Venons-en à la couverture de BFM. D’où vient le fameux sondage mis en avant chaque semaine depuis le début des manifestations ?

Il est produit par une boite de conseil et de sondage, Elabe, basée dans la ville cossue de Levallois. Le siège, composé «d’open spaces et bureaux vitrés» avec «une vue sur la tour Eiffel» a été créé en 2015, écrit le journal patronal Les Échos. La boite «qui ressemble à uns start up» selon le même journal, est dirigée par un certain Bernard Sananès. Le cinquantenaire est un de ces courtisans qui peuplent les couloirs du pouvoir, toujours au service des puissants, patrons milliardaires ou élus réacs.

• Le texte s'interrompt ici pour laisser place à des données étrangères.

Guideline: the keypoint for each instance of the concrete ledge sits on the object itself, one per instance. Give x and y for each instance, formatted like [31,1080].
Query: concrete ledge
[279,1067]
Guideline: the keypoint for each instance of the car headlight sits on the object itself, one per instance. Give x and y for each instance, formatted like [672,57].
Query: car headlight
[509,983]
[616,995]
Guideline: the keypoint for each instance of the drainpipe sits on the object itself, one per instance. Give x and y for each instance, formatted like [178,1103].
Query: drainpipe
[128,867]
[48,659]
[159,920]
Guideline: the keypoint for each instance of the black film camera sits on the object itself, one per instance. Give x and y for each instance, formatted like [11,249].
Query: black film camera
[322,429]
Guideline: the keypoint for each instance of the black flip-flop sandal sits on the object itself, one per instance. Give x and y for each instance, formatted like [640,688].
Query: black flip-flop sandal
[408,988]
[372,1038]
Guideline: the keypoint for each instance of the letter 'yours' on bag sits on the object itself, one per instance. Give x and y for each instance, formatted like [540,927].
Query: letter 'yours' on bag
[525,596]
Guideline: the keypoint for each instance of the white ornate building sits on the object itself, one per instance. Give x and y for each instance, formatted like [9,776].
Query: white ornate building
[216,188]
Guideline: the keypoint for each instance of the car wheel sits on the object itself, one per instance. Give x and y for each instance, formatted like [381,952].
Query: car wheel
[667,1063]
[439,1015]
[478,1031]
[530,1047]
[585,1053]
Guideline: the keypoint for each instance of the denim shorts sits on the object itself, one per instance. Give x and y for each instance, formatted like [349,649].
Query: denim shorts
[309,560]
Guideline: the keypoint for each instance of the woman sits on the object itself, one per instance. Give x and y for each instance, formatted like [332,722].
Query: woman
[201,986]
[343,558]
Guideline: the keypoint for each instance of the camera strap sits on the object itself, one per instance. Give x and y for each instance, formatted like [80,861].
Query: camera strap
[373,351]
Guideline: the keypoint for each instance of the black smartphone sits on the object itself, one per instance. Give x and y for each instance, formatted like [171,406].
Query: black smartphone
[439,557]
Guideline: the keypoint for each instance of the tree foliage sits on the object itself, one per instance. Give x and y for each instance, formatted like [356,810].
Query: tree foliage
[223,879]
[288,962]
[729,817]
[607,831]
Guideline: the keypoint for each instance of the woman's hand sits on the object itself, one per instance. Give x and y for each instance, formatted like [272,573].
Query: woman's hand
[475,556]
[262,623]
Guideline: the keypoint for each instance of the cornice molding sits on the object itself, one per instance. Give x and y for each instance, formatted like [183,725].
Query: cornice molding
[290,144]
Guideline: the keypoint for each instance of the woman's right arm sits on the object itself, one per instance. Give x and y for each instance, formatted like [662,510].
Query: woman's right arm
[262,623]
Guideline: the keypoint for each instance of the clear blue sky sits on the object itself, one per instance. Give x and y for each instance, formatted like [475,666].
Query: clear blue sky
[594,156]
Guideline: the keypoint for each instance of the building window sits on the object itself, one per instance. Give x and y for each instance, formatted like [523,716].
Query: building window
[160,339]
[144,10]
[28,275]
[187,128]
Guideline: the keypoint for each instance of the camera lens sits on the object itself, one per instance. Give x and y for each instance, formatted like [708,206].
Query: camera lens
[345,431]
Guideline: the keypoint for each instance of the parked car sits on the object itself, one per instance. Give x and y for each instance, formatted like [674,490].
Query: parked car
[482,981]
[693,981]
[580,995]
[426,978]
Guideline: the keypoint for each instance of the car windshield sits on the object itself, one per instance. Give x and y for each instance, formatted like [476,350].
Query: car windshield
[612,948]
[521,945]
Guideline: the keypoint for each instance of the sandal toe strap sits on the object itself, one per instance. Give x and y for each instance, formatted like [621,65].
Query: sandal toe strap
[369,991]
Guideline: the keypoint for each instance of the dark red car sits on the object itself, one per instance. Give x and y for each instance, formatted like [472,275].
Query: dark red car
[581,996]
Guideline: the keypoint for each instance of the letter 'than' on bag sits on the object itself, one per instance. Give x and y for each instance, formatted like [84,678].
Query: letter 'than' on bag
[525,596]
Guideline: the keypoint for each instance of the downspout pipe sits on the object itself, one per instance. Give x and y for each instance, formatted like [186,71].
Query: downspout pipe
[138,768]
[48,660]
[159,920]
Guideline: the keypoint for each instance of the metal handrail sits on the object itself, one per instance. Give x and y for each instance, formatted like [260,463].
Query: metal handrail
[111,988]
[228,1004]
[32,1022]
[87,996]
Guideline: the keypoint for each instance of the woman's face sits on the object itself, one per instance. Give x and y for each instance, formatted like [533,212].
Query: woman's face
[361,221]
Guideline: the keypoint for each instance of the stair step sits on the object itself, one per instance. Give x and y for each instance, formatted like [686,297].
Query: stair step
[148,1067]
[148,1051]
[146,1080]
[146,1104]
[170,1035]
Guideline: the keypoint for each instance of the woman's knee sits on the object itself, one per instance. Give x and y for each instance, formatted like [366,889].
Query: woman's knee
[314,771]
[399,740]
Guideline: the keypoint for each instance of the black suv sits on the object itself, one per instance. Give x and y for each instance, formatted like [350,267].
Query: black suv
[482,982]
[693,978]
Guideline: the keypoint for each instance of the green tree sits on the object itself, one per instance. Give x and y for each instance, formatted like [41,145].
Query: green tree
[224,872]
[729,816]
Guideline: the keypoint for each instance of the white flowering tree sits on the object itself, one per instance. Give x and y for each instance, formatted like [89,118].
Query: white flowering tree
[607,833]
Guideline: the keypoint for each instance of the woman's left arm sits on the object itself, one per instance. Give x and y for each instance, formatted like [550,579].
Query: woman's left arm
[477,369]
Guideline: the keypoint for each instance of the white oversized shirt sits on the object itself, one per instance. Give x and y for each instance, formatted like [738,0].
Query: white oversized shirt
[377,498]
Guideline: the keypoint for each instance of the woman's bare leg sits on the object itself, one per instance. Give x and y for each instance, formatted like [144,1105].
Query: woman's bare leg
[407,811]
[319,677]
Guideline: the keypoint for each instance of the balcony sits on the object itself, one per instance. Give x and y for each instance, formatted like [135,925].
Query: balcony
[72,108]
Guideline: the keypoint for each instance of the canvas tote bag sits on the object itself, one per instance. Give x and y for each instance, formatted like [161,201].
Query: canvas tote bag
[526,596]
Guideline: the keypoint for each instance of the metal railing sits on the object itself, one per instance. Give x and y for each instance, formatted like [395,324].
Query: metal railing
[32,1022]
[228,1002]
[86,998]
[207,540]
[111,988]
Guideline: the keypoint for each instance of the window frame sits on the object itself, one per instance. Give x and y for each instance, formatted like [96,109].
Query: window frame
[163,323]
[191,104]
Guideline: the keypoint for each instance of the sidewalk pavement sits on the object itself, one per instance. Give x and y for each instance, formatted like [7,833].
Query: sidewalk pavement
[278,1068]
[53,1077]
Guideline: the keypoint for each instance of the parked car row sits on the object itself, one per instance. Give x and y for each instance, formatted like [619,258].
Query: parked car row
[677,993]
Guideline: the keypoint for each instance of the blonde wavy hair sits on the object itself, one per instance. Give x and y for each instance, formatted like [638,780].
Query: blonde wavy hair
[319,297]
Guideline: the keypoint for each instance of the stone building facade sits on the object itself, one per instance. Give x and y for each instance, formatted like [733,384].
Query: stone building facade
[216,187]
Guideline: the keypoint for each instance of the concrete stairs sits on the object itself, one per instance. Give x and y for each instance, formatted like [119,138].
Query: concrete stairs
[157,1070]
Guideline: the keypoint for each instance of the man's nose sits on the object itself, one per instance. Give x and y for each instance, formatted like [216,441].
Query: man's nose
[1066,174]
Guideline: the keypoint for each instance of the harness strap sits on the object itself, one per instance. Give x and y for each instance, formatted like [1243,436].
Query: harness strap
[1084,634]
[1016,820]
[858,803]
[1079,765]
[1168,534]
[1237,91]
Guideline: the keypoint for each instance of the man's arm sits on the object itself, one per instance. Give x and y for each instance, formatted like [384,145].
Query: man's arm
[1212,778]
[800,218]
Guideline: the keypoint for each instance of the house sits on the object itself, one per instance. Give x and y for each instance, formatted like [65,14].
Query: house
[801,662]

«De Vincent Bolloré à Stéphane Fouks en passant par Xavier Bertrand ou Manuel Valls, son président connaît le Tout-Paris depuis de longues, très longues années» écrit Les Échos. Et son ami d’enfance, Olivier Pardo, n’est autre que l’avocat d’Eric Zemmour.

Bernard Sananès était macroniste avant Macron : il est responsable de la communication du groupe parlementaire centriste dès les années 1980, puis directeur chez Euro RSCG, entreprise devenue Havas : l’une des plus grandes boites de marketing et de communication du monde, possédée par Bolloré. Bernard y vend ses conseils à EDF, Veolia, Orange, McDonald’s, la RATP ou la SNCF, mais aussi aux personnalités politiques comme Laurent Wauquiez, Valérie Pécresse et Xavier Bertrand.

Public, privé, publicité et politique, aucune frontière dans ce petit monde. Sananès dirigera l’institut de sondage CSA, lui aussi possédé par Bolloré, avant de fonder son institut Elabe, partenaire de BFM. Il a fait profession d’influenceur.

Entre temps, Bernard a reçu l’ordre national du Mérite créé par la République pour «récompenser les mérites distingués, militaires ou civils, rendus à la nation française».

Dans un article de 2016, Bernard explique que son père, représentant de commerce, lui a «appris le sens du client». Sans blague ! «On ne mord pas la main qui nous nourrit», disait aussi un animateur aux ordre de Bolloré.

La République des lobbyistes, des faiseurs d’opinion et des médias des milliardaires fait tout pour fabriquer la résignation, installer la défaite dans les esprits. Si Macron remporte la bataille, il ne s’agira pas seulement des retraites : il mettra un coup d’arrêt majeur au mouvement social, et renforcera durablement le sentiment d’impuissance de notre camp.


Ne nous laissons pas embrouiller par les sondages des puissants, travaillons à renverser la table.